A
argbe.tech - news
1min read

GPT-5.3-Codex-Spark targets agentic coding speed with 1,000+ tokens/sec and 128k context

OpenAI released GPT-5.3-Codex-Spark, a smaller GPT-5.3-Codex variant tuned for ultra-low-latency, real-time coding. It pairs a 128k context window with system optimizations aimed at faster agentic workflows.

OpenAI released GPT-5.3-Codex-Spark, a smaller GPT-5.3-Codex variant built for real-time coding that can surpass 1,000 tokens per second on specialized ultra-low-latency hardware while keeping a 128k context window.

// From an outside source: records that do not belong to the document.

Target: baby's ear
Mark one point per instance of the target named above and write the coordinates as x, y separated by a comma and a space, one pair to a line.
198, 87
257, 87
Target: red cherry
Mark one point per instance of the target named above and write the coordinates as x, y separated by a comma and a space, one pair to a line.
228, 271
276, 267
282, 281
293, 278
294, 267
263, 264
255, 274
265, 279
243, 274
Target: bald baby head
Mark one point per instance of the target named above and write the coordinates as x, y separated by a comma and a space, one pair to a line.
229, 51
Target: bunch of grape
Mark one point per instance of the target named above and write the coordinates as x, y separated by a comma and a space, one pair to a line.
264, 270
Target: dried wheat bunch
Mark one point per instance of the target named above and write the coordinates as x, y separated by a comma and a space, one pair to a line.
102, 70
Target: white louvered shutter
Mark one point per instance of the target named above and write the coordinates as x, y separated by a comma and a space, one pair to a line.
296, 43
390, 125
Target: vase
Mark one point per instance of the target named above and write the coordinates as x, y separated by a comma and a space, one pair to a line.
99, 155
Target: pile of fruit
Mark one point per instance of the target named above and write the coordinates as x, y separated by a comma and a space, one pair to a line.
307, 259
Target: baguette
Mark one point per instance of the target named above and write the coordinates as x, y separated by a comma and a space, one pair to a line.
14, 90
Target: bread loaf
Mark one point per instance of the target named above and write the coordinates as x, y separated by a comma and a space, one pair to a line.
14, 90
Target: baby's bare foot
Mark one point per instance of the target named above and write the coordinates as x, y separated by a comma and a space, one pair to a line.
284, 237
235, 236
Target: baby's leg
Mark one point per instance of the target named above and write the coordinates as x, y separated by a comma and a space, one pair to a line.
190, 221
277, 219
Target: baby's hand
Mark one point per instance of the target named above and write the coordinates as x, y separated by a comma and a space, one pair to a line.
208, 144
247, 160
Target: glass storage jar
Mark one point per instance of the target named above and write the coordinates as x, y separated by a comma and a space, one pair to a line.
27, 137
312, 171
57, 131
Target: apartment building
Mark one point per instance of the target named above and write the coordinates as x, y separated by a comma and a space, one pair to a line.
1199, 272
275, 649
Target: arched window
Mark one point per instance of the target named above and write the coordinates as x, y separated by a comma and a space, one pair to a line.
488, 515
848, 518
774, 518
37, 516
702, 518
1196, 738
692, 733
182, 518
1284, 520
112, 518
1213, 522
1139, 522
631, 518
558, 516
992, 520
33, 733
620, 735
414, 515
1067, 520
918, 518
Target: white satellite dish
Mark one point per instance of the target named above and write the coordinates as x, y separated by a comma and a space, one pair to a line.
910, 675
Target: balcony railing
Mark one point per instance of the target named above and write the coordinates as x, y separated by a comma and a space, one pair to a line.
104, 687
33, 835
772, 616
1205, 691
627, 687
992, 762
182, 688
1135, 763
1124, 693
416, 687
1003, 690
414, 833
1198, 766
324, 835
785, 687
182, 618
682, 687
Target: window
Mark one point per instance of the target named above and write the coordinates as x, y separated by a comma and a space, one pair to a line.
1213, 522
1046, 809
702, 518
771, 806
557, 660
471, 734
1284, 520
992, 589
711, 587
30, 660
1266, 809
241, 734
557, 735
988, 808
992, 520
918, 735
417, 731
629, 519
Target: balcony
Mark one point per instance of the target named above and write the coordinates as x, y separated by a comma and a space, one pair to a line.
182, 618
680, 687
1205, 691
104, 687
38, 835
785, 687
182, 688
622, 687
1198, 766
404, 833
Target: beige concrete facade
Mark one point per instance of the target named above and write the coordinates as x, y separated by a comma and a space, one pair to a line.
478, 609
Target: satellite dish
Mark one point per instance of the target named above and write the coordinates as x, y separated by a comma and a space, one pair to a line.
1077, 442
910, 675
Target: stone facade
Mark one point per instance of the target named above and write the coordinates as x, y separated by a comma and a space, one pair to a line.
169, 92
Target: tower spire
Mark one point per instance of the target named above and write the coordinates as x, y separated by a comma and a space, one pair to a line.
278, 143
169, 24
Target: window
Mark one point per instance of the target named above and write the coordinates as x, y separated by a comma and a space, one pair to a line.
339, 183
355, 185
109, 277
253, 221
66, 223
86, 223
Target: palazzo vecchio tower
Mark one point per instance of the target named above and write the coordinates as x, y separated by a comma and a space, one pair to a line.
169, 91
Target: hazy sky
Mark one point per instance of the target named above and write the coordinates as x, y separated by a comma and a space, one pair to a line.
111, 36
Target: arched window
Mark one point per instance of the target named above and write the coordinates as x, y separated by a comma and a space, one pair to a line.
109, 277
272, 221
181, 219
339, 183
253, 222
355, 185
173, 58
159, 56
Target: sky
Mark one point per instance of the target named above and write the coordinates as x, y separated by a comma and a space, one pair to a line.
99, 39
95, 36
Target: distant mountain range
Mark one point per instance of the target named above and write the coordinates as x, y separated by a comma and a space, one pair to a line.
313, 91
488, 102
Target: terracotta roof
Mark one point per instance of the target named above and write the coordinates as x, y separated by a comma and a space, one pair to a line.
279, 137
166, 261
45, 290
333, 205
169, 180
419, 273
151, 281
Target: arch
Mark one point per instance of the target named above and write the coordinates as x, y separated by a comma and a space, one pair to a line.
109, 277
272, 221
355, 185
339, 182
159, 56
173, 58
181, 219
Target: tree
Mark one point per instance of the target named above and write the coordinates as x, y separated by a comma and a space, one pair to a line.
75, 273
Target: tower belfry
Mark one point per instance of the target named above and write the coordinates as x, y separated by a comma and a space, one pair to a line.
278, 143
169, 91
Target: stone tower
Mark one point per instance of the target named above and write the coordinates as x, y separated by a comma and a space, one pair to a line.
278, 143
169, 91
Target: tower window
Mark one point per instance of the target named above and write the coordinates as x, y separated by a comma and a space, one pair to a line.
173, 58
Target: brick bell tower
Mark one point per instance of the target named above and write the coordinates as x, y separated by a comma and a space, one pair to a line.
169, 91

  • Designed specifically for near-instant coding interactions, Spark is currently text-only despite the large 128k context window.
  • Persistent WebSocket connections cut client/server roundtrip overhead by 80%, reducing latency in long-running agent sessions.
  • System optimizations halve time-to-first-token and reduce per-token overhead by 30% to keep iterative edits responsive.
  • Inference is powered by Cerebras Wafer Scale Engine 3, a purpose-built accelerator focused on high-speed serving.
  • During the research preview, Spark uses separate rate limits and doesn’t count toward standard ChatGPT Pro quotas.